При малом объеме книга Ионы — это великая история. Ее нужно знать в подробностях. Этой историей возвещается проповедь всемирного покаяния.
Господь глупости делать не согласен. Он если сделает, то сделает так, что будет хорошо человеку. Но так смиренно это сделает, что верующий обрадуется, а неверующий будет сомневаться. Он не подавляет чудесами, а оставляет неверующему возможность оставаться неверующим. Он не насилует душу. Он смиренно чудо творит, а фокусов делать не согласен.
Христос говорит, что не дастся знамения роду сему прелюбодейному и грешному, кроме знамения Ионы пророка. И в шестой песни Пасхального канона поется: «Снизшел еси в преисподняя земли и сокрушил еси вереи вечныя, содержащия связанныя, Христе, и тридневен, яко от кита Иона, воскресл еси от гроба».
Гроб проглотил Господа, как Иону проглотило живое существо. Ад и изображается часто, как некто живой и ненасытный. В притчах Соломона перечисляются те некоторые, которые никогда не говорят: «Довольно!» Это бесплодная утроба, сухая земля и преисподняя (см.: Притч. 30:16). Что сухая земля по отношению к воде, что бесплодная утроба по отношению к семени, что ад по отношению к душам, — они все ненасытимы, и пользы ни от тех, ни от этих нет, только одно страдание и истощение.
Ад, проглатывая души, смеется над ними, в особенности над царями, князьями, вельможами. У Исаии описывается, что ад приходит в трепет и движение, когда видит какого-нибудь великого, попадающего к нему. «А! Вот и ты пришел! — говорит ад. — Ты такой славный был, тебя все боялись, трепетали. Бровь твоя поднималась, и все падали наземь. А и ты пришел к нам! Ну, иди сюда! Черви будут тебе ложем, и черви будут накрывать тебя. Проходи!»
Ад смешлив, нагл, и он поглотил Господа. В огласительном пасхальном слове Иоанна Златоуста говорится, что он «прият тело, и Богу приразися» — взял тело и нашел в нем Бога, взял землю и встретил в ней небо. Обманулся ад. Господь показал Себя более хитрым: всехитрец Господь обманул ад именно благодаря адовой ненасытности. И он как бы на удочку попал, на наживку Господа. Ад проглотил Того, Кого не смог удержать. То есть он схватил человека, а нашел Бога, и Бог расторг ему чрево, и раскрылось чрево адово, и души вышли на свободу.

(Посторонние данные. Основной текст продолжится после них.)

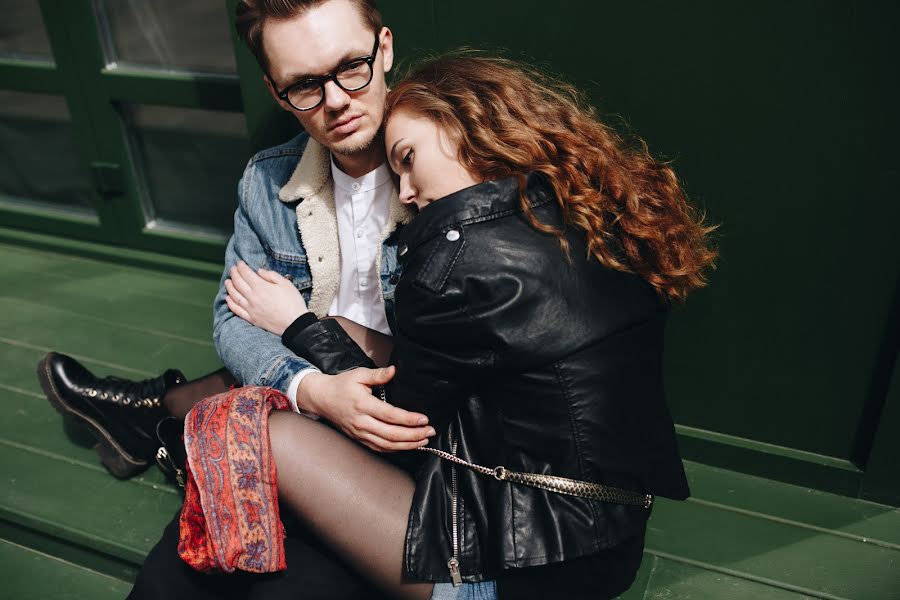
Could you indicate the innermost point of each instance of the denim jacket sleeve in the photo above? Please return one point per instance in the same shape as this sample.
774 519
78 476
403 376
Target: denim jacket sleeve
254 356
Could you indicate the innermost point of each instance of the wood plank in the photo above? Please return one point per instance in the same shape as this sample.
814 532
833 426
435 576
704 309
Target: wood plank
30 575
150 351
865 520
671 580
83 506
751 546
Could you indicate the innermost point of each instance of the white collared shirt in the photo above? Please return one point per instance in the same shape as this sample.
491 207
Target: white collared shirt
363 208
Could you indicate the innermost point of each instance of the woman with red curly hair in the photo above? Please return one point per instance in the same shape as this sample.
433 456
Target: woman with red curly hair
536 281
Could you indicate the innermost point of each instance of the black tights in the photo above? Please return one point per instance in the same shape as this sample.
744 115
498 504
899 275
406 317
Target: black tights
351 498
180 399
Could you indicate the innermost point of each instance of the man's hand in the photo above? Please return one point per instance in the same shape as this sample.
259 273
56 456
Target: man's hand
346 400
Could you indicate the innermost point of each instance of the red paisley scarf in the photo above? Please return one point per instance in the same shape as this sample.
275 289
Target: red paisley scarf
230 518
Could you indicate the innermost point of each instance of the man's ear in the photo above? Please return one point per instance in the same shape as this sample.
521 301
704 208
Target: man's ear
387 48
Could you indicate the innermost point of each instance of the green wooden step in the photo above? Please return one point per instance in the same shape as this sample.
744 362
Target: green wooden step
31 575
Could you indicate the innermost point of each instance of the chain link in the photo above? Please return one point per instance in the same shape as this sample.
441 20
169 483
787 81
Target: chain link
552 483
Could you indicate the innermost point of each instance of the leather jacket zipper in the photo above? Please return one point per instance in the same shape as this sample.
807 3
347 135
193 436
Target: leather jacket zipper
453 563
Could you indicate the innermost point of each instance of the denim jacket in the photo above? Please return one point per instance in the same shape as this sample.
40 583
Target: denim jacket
286 222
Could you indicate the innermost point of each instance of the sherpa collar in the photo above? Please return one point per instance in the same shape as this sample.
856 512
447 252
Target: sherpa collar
311 184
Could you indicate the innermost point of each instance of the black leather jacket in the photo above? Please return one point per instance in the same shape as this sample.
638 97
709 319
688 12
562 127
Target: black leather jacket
524 359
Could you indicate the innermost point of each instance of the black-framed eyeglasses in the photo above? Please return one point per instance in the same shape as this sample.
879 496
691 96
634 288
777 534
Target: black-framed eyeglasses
351 76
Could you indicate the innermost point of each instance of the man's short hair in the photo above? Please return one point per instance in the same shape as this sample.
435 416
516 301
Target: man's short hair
251 15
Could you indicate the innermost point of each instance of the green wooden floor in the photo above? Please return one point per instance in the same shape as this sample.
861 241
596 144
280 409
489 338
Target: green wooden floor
69 530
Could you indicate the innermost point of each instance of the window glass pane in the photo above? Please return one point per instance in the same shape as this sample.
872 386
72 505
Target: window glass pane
22 29
191 162
39 154
170 34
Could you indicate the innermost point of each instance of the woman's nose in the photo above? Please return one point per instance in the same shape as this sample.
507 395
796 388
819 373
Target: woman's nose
407 194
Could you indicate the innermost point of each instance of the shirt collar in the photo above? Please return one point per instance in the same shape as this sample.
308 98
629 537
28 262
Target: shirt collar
366 183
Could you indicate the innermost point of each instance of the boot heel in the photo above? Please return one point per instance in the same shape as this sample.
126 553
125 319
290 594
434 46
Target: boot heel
118 465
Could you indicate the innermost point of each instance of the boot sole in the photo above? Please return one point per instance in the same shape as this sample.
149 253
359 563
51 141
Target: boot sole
113 456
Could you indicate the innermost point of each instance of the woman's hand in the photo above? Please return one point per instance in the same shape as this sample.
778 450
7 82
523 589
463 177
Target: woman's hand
265 298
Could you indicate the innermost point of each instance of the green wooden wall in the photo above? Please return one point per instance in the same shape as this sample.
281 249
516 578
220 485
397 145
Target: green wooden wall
781 119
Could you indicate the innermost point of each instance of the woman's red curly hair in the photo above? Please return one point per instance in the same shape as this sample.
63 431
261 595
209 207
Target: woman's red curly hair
510 119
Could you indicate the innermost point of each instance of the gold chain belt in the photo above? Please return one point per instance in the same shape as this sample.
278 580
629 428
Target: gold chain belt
552 483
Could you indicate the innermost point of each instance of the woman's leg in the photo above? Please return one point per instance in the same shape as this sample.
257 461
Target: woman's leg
353 499
180 399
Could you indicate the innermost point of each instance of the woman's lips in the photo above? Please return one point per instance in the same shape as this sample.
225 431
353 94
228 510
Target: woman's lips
347 127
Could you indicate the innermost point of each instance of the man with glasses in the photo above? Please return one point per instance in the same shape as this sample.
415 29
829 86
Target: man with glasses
321 210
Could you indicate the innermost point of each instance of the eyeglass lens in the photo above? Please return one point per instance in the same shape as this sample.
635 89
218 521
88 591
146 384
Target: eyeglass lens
351 77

Это все, конечно, имеет связь с пророчеством Ионы, потому что Иона не словами, но жизнью о Христе проповедовал. И поэтому Христос говорил фарисеям, что прелюбодейному и лукавому роду знамения не дастся, кроме знамения Ионы пророка.
Вообще, следовало бы им перечитать эту книгу, да еще и не раз. И помолиться Богу, чтобы Он вразумил их: что же говорит им этот странный Учитель, что Он имеет в виду? Но, наверное, немногие сделали так, а может быть, никто.
Христос очень часто цитировал им Писание. Так, например, в ответ на упрек, почему Он ест немытыми руками или ест с мытарями и грешниками, — говорил: «Разве вы не слышали: милости хочу, а не жертвы» (см.: Мф. 9:11–13). Это Осия говорит. И нужно сразу бежать, перечитывать: а что же там дальше говорится? Но, видимо, они, ослепленные неприязнью, какой-то своей обидой, не были внимательны ко всему, Христом сказанному… к сожалению.
Так и пророчество Ионы мимо них прошло. Они-то что просили? Они просили огонь с неба свести — что-то такое феерическое, фокусническое, нечто такое, на что люди смотрят, раскрыв рот. Люди, они глупые, к сожалению, в том числе и мы с вами. И мы все время хотим глупостей.
А Господь глупости делать не согласен. Он если сделает, то сделает так, что будет хорошо человеку. Но так смиренно это сделает, что верующий обрадуется, а неверующий будет сомневаться. Он не подавляет чудесами, а оставляет неверующему возможность оставаться неверующим. Он не насилует душу. Он смиренно чудо творит, а фокусов делать не согласен.
Поэтому не давал Он никаких знамений этим, высовывающим языки свои, как псы несытые, хитрым людям, у которых были страшно злые души. И только знамение Ионы пророка. Нам нужно читать эту книгу обязательно и хорошо знать ее. Иона пророк да помолится о нас.